This translation of the Bible was undertaken in the year 410 by Mesrob, with the aid of his pupils Joannes Eccelensis and Josephus Palnensis. It appears that the Patriarch Isaac first attempted, in consequence of the Persians having destroyed all the copies of the Greek version, to make a translation from the Peshito; that Mesrob became his coadjutor in this work; and that they actually completed their translation from the Syriac. But when the above-named pupils, who had been sent to the ecclesiastical council at Ephesus, returned, they brought with them an accurate copy of the Greek Bible. Upon this, Mesrob laid aside his translation from the Peshito, and prepared to commence anew from a more authentic text. - Imperfect knowledge of the Greek language, however, induced him to send his pupils to Alexandria, to acquire accurate Greek scholarship; and, on their return, the translation was accomplished. Moses of Chorene, the historian of Armenia, who was also employed, as a disciple of Mesrob, on this version, fixes its completion in the year 410; but he is contradicted by the date of the Council of Ephesus, which necessarily makes it subsequent to the year 431.
In the Old Testament this version adheres exceedingly closely to the Septuagint (but in the book of Daniel has followed the version of Theodotion). Its most striking characteristic is, that it does not follow any known recension of the Sept. Although it more often agrees with the Alexandrine text, in readings which are peculiar to the latter, than it does with the Aldine or Complutensian text, yet, on the other hand, it also has followed readings which are only found in the last two. Bertholdt accounts for this mixed text by assuming that the copy of the Greek Bible sent from Ephesus contained the Lucian recension, and that the pupils brought back copies according to the Hesychian recension from Alexandria, and that the translators made the latter their standard, but corrected their version by aid of the former (Einleit. ii, 560). The version of the New Testament is equally close to the Greek original, and also represents a text made up of Alexandrine and Occidental readings.-Kitto.
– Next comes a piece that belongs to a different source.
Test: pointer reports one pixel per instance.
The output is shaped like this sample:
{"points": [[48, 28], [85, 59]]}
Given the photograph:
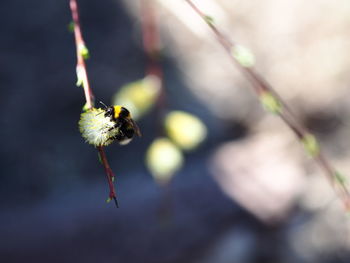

This version was afterward revised and adapted to the Peshito in the sixth century, on the occasion of an ecclesiastical union between the Syrians and Armenians. Again. in the thirteenth century, an Armenian king, Hethom or Haitho, who was so zealous a Catholic that he turned Franciscan monk, adapted the Armenian version to the Vulgate, by way of smoothing the way for a union of the Roman and Armenian churches. Lastly, the Bishop Uscan, who printed the first edition of this version at Amsterdam, in the year 1666, is also accused of having interpolated the text as it came down to his time by adding all that he found the Vulgate contained more than the Armenian version. The existence of the verse 1Jo 5:7, in this version, is ascribed to this supplementary labor of Uscan. It is clear, from what has been said, that the critical uses of this version are limited to determining the readings of the Sept. and of the Greek text of the New Testament which it represents, and that it has suffered many alterations, which diminish its usefulness in that respect. See generally Walch, Bibl. Theol. 4:50, 247; Rosenmiiller, Handb. d. Literatur, iii, 78-84, 153 sq. The following are the forms of this version hitherto published: 1. Biblit, jussu Jacobi protopatriarchae (Amst. 1666, 4to); Biblia, jussu patriarchae Nahabiet (Constpl. 1705, 4to); Biblia, jussu Abrahai patriarchae (Ven. 1733, fol.); Biblia (ed. Dr. Zohrab, Ven. 1805, 4 vols. 8vo and 1 vol. 4to); id. (Petropol. 1817, 4to; also Serampore, 1817, 4to); Bible, in mod. Armen. (Smyrna, 1853, 4to). 2. Nov. Test. (ed. Uscan, Amst. 1668, 8vo); id. (Amst. 1698, 12mo; Ven. 1720 and 1789, 8vo; Lond. 1818); Nov. Test., in anc. and mod. Armen. (ed. Dr. Zohrab, Par. 1825, Ovo). Special parts and treatises are: Obadias Armenus, cur. A. Acoluthio (Lips. 1680); Quatuor prima cap. Evang. Matthai (ed. C. A. Bode, Hal. 1756); Bredenkamp, Genauere Vergleichurg d. armen. Uebersetzung des N.T., in Michaelis's N. Orient. Bibl. 7:139 sq.; Schroder, in his Thes. ling. Armen. SEE VERSIONS.